Understanding The Cause(s) Of The Last Mass Extinction At The Cretaceou-Paleogene Boundary

Diverse viewpoints as to the cause(s) of the extinction exist among active researchers even on the Berkeley campus. A weekly seminar is devoted to both reviewing existing evidence as well as discussing fresh new research results from the participants. The participants will formulate areas of consensus as well as areas of disagreement, and propose specific research foci needed to clarify unresolved components of a general theory of the extinction cause(s) and mechanism(s). The weekly meetings are largely but not exclusively composed of faculty, staff and students in the departments of Earth and Planetary Science, and Integrative Biology. Late in the Spring 2017 semester, a two-day conference open to the public will center on lectures by six internationally renowned experts from the U.S. and abroad, and four of the local participants, with round table discussions on each day following the lectures.

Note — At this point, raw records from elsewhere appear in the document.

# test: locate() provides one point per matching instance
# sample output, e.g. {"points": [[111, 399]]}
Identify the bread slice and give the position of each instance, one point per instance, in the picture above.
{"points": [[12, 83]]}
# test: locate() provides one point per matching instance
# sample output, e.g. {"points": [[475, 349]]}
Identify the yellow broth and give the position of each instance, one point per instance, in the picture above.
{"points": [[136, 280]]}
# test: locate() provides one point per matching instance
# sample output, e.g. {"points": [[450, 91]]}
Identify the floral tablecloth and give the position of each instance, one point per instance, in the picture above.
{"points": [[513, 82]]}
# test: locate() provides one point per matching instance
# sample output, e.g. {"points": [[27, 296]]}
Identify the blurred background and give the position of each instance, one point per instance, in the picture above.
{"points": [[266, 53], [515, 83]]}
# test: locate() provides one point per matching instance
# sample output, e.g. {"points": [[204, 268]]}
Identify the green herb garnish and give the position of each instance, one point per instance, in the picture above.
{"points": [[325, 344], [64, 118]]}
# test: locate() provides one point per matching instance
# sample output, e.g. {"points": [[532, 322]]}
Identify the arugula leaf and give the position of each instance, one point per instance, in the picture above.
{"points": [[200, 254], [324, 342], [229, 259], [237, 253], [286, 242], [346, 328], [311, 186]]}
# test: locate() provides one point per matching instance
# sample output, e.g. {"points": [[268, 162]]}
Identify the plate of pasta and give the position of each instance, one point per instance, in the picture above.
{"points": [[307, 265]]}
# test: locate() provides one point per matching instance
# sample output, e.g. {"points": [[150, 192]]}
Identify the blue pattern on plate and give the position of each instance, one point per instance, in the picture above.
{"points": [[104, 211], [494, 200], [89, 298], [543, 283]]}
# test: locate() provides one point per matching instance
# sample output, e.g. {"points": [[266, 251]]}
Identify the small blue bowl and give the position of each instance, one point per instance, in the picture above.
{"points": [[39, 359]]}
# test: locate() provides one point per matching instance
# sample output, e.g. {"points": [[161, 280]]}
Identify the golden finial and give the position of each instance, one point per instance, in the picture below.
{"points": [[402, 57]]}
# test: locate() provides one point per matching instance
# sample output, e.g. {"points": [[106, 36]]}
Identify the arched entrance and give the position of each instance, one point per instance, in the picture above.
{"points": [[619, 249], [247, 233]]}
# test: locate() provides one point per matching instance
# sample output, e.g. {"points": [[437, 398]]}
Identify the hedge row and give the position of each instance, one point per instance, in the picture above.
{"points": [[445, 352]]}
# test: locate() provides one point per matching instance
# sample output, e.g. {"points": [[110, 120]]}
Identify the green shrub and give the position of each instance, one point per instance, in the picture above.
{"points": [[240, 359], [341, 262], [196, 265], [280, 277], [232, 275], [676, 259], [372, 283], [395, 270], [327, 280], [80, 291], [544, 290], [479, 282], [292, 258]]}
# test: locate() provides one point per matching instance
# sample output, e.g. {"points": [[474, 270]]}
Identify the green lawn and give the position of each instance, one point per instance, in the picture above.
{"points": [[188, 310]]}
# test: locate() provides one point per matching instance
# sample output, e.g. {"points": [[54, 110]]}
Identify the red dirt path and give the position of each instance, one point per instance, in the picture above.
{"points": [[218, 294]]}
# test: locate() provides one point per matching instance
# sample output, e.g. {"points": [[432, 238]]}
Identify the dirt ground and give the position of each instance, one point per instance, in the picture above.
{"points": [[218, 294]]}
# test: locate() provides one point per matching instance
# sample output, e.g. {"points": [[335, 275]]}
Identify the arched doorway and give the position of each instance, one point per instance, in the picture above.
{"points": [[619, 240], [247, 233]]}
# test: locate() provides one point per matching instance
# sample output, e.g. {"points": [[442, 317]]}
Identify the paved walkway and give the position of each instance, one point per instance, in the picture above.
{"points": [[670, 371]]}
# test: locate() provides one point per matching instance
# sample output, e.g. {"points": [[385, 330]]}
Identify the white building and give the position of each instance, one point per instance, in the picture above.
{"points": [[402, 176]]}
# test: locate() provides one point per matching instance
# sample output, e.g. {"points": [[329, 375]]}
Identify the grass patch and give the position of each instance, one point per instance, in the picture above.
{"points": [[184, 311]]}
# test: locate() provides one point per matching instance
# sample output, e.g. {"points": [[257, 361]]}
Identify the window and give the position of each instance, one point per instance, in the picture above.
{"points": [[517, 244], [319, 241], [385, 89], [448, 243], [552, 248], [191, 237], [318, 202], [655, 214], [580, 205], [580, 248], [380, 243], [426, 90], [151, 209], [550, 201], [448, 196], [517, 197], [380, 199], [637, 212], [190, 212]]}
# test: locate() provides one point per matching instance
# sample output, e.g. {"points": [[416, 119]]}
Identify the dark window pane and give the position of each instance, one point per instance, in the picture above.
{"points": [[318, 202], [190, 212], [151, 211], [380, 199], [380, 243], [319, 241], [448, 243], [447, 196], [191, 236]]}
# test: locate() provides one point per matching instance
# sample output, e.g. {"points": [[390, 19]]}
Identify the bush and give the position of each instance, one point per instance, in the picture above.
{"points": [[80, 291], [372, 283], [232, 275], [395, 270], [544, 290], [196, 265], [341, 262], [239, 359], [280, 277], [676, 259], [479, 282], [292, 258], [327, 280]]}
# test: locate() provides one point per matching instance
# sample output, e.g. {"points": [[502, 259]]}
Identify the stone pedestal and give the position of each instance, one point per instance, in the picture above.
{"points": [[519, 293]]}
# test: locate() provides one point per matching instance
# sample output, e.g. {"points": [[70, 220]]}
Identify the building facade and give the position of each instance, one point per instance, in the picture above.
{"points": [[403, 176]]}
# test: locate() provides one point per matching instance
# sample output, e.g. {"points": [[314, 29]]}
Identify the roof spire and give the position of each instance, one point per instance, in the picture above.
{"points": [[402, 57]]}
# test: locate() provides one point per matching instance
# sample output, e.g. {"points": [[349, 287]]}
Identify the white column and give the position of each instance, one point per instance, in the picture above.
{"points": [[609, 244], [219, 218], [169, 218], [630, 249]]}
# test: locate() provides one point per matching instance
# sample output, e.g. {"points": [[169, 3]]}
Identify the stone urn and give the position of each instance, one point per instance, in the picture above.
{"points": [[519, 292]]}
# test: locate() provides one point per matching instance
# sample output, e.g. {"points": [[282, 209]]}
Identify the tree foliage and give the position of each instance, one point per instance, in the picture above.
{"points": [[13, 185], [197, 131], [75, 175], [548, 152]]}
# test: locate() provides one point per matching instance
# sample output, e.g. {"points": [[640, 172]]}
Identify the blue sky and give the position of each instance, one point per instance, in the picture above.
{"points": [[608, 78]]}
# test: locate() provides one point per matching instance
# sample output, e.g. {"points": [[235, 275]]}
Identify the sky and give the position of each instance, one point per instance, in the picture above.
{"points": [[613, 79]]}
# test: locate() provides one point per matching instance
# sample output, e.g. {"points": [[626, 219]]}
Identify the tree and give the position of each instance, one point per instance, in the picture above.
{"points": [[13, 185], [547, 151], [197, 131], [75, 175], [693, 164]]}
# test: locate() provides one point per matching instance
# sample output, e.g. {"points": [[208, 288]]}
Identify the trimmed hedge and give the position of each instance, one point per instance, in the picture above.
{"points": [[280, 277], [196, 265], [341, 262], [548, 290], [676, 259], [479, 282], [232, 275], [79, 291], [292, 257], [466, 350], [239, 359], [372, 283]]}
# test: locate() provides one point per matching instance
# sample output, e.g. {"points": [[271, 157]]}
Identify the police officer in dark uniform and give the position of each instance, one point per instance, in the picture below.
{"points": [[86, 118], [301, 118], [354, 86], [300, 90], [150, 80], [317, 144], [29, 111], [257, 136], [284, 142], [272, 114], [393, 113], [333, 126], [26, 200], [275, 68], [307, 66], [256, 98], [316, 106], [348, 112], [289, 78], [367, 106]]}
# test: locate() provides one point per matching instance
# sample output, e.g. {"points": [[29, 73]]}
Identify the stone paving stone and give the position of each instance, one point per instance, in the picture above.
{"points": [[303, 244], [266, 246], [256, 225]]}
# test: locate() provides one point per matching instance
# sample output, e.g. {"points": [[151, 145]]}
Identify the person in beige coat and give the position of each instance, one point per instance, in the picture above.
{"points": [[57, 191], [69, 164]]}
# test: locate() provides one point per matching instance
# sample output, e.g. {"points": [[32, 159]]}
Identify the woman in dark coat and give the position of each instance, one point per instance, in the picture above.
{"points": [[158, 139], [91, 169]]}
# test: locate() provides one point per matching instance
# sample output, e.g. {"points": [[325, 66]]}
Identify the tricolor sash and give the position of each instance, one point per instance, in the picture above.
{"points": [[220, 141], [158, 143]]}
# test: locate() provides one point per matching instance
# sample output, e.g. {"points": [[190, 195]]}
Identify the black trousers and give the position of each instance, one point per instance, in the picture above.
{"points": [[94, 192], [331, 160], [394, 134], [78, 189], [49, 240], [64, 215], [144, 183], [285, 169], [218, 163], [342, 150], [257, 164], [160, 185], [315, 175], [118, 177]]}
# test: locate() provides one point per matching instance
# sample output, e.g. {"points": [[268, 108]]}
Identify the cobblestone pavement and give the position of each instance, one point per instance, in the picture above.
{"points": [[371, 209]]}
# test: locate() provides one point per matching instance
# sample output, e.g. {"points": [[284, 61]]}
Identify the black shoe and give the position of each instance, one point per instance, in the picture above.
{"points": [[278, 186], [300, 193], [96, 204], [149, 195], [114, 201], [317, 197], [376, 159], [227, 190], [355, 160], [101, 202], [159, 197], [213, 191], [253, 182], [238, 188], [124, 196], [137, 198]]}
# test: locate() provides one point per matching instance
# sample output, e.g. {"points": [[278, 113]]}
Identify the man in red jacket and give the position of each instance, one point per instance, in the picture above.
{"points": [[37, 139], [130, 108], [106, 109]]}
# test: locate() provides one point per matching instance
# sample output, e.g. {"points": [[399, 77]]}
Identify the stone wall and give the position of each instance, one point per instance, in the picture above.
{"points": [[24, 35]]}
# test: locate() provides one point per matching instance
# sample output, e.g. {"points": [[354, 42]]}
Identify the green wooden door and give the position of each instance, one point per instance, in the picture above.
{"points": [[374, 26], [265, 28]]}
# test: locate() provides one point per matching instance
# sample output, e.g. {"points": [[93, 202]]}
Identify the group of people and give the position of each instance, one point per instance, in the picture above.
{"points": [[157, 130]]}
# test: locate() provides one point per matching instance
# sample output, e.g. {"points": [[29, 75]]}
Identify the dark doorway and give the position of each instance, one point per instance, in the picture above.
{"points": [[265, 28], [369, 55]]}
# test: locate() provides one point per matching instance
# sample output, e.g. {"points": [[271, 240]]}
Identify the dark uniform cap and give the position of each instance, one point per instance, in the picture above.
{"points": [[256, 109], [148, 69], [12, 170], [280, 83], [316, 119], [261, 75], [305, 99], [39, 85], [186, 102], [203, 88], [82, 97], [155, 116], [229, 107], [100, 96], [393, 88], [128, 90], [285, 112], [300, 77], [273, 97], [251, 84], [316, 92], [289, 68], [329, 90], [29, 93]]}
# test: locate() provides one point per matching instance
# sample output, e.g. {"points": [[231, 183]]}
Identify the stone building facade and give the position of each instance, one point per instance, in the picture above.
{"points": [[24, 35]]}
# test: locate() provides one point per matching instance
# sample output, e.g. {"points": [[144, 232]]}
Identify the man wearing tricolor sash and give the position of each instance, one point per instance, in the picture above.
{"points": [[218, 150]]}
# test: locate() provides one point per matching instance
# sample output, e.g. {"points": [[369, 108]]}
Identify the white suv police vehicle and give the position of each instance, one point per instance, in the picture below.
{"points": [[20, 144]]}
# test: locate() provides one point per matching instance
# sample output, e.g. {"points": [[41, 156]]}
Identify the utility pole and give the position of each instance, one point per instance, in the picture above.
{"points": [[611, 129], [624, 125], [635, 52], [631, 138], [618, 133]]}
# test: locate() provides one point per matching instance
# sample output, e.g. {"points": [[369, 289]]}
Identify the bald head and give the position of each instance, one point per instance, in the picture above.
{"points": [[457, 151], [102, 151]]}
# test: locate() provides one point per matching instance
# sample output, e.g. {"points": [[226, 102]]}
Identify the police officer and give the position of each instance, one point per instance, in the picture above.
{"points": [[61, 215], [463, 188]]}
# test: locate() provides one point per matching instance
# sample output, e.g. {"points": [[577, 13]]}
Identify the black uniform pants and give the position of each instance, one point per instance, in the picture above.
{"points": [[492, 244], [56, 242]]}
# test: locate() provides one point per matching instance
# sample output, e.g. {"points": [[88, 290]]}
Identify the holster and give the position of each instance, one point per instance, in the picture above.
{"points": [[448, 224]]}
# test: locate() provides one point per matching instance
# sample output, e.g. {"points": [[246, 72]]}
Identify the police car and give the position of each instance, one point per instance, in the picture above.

Organized by Paul Renne (Earth and Planetary Science), Mark Richards (Earth and Planetary Science), Charles Marshall (Integrative Biology), Seth Finnegan (Integrative Biology), and William Clemens (Integrative Biology), this project aims to chart a course to resolving the decades-old conundrum of why the dinosaurs and myriad other fauna and flora met extinction sixty-six million years ago. This extinction is marked by a dramatic difference in fossil life found in strata above and below a sharp boundary marked by an arrow in the photo from the Hell Creek region of northeastern Montana. In this area, two of the most iconic dinosaurs, Tyrannosaurus rex and Triceratops, disappear from the strata above this boundary.